Immigration and the 2007 French Presidential Elections
WASHINGTON -- As French voters select between presidential candidates Nicolas Sarkozy and Ségolène Royal on May 6, immigration may be a decisive issue. In light of the upcoming election, the Migration Policy Institute has released a backgrounder on the latest developments in France’s immigration system and the two candidates’ immigration platforms.
Sarkozy, the former interior minister and candidate from the center-right UMP party, is known both for tough law-and-order policies restricting immigration and for promoting religious dialogue and funding for mosques in a country known for strict separation of church and state.
Royal, of the center-left Socialist Party, would be the first woman to be elected president of France. She has emphasized encouraging circular migration, including through a "multiple roundtrip, multi-year" visa, for people at all skill levels as well as a development-centered approach to migration.

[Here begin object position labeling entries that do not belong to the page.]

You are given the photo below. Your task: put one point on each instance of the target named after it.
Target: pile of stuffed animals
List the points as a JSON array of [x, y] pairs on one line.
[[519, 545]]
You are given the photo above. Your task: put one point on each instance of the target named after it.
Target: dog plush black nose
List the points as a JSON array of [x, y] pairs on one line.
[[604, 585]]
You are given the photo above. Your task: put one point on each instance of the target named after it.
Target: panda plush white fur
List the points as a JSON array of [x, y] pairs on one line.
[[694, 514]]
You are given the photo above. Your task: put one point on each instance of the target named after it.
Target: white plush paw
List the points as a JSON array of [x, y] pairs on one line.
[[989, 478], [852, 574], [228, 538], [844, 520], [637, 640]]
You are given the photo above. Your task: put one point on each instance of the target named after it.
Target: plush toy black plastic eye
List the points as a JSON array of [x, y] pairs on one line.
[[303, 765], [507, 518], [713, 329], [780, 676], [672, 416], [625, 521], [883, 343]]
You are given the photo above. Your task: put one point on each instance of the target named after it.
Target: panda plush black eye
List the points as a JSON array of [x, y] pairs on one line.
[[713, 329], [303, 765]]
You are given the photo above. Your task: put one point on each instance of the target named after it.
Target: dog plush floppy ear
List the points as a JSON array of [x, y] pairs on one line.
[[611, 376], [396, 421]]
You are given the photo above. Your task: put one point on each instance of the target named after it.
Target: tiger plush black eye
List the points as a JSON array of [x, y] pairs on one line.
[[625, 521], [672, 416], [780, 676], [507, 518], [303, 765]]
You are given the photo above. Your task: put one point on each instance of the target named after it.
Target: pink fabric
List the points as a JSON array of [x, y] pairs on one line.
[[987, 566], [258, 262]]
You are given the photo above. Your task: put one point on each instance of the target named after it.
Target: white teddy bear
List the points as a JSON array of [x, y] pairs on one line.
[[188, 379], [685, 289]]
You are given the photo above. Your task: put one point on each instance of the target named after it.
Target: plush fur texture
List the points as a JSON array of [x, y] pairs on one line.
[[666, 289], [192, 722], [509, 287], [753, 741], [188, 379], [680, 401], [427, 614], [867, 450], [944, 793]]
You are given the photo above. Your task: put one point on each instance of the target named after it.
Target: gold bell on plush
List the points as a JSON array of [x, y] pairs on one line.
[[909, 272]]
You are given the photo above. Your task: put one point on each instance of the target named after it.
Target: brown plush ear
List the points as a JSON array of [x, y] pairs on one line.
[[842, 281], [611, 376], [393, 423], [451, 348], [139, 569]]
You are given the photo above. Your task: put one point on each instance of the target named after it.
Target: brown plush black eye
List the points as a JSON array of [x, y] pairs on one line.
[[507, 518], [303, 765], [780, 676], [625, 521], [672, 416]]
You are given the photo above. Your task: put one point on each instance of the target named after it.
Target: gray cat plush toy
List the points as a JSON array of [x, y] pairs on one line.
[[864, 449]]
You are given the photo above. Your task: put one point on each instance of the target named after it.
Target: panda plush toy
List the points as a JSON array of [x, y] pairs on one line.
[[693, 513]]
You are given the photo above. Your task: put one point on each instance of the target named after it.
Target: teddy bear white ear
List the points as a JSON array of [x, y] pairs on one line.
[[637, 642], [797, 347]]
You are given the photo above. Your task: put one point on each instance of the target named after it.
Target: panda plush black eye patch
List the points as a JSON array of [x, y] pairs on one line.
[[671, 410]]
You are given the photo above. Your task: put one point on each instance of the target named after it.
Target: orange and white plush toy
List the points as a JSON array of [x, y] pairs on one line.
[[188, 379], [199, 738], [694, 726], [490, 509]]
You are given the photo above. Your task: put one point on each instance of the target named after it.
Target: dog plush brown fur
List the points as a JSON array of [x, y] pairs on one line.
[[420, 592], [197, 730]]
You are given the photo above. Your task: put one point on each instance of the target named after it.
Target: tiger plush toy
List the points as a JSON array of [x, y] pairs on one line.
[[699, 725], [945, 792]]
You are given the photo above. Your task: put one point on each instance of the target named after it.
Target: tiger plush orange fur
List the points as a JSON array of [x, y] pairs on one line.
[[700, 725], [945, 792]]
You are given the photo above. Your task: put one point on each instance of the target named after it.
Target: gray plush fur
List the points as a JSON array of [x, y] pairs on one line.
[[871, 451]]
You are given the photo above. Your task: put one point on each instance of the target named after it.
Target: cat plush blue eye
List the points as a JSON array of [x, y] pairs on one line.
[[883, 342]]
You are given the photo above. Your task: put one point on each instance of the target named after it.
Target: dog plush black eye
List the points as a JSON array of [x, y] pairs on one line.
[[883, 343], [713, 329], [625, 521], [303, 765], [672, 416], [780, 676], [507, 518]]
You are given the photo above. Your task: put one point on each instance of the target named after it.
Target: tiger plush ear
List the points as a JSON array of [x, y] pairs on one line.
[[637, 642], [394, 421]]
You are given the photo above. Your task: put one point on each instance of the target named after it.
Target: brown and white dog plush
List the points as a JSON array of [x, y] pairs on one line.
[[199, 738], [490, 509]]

The election is crucial to the future of French immigration policy as the two candidates have radically different platforms. The backgrounder, written by Hiroyuki Tanaka, shows:
- In 2004, approximately 4.9 million people in France, or 8.1 percent of the population, were foreign born.
- Between 1999 and 2005, over a million foreign-born people acquired French citizenship.
- About 1.5 million foreigners (including those in the European Economic Area) make up 5.3 percent of the civilian labor force, according to 2005 data.
- In 2005, approximately seven out of ten permanent migrants entered the country through France’s family migration system. More than 70 percent of these migrants were from Africa.